Tuesday, 19 July 2022

Hajjah - late November

 Saturday 18 November

One of my 2nd-year pupils, Muhammad Hussein Sharaf al-Din insisted that I have lunch at his house - he is actually one of the brightest of my pupils.  His father is dead, so his brother, aged 15, is head of the household.  We had bread - cooked by his mother, delicious - and hilbah (green and slightly slimy, but very nice), and a little meat.  

On Sunday another of my pupils, Mohammed Adbullah al-Madani, the first Mohammed's best friend, invited me to lunch.  Mohammed Sharaf al-Din came along.  The al-Madanis are obviously quite well off, and they had lots of meat.  Mohammed S's father died a year ago of cancer, so they are rather poor. Mohammed al-Madani's father earns 300YR per month and is something in the administration.  He had to leave because the governor, Mujahid Abu Shawarib, has come back at last.  The house that the al-Madanis live in is quite large, relatively speaking, and costs 15YR a month, which seems quite a bargain to me.

After lunch Mohammed Ali al-'Urbah (another 2nd year Mohammed) came round, and also a Yahya.  However he was soon followed by a first-year Yahya, so once again I became unique.

One of the palace staff came to tell me that the Egyptians were calling on Mujahid, and so I went across to join them.  The governor is here for two days, but will then need to go back to Sanaa.

On Wednesday 22nd I went up to Dhahrain to call on the nurses and had a cup of coffee and a chat.  They were glad to see me - a whole group of local women showed up shortly after I did, but wouldn't stay because there was a male loose in the house.  They had only really come to check up that the nurses' house was not a house of ill repute - once they had peeped at me sitting drinking coffee from behind a cupboard they didn't really want to stay anyway.  From my point of view it's rather difficult to escape from people's hospitality.  One advantage of calling on the nurses is that I can at least leave when I want, and I can help to keep scores of Yemeni women away, wo would otherwise come and "chat" all afternoon - and, apparently make things disappear - bandages, a tea strainer, biscuits, some rat-poison for example  (the woman they suspect of having removed the rat poison hasn't been seen for some time, which is a worry).

Friday 24 November 1972

Dr Walker arrived with some post from Sanaa.  I'm still wondering where my other suitcase has got to.

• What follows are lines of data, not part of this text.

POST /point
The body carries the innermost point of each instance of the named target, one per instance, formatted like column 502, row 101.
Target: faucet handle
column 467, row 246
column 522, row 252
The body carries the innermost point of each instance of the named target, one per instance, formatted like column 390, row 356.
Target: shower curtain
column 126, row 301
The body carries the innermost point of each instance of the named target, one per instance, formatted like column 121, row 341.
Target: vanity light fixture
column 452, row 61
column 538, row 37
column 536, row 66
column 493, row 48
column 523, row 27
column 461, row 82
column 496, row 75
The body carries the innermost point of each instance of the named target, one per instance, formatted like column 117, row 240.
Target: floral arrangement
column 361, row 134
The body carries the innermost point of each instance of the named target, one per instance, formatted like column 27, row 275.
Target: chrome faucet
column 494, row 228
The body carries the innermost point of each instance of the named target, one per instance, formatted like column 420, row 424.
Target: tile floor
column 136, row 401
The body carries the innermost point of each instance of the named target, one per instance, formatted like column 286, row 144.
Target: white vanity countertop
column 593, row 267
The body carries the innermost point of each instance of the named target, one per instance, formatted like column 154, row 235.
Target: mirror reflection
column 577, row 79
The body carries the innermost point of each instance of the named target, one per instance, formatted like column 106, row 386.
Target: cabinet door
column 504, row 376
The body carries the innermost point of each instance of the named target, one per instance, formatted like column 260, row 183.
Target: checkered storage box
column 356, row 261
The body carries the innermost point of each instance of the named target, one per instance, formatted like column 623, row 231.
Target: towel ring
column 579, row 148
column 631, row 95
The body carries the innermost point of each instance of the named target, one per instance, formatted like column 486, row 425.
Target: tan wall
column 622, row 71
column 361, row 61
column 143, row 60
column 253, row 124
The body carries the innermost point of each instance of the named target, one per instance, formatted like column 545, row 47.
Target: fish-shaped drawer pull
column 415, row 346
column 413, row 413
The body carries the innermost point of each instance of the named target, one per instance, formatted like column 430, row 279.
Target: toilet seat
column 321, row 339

I took a walk to a place called al-Qutab.  I was surprised to find that the women dress quite differently from here.  Here they have black trousers under a long sort of skirt, but in Al Qutab they wear a sort of trousers, baggy down to the knees with embroidered gaiters of a sort between the knees and their feet - they are unveiled.

Monday 27th

Lunch today started with jehin bread and cheese.  Jehin is made of millet and is a brown, circular flat bread  about 9" in diameter.  Delicious.  Later went up to the fort - called al-Qahirah - and took some good photos looking down on Hajjah.

You never know when you will need a niddle.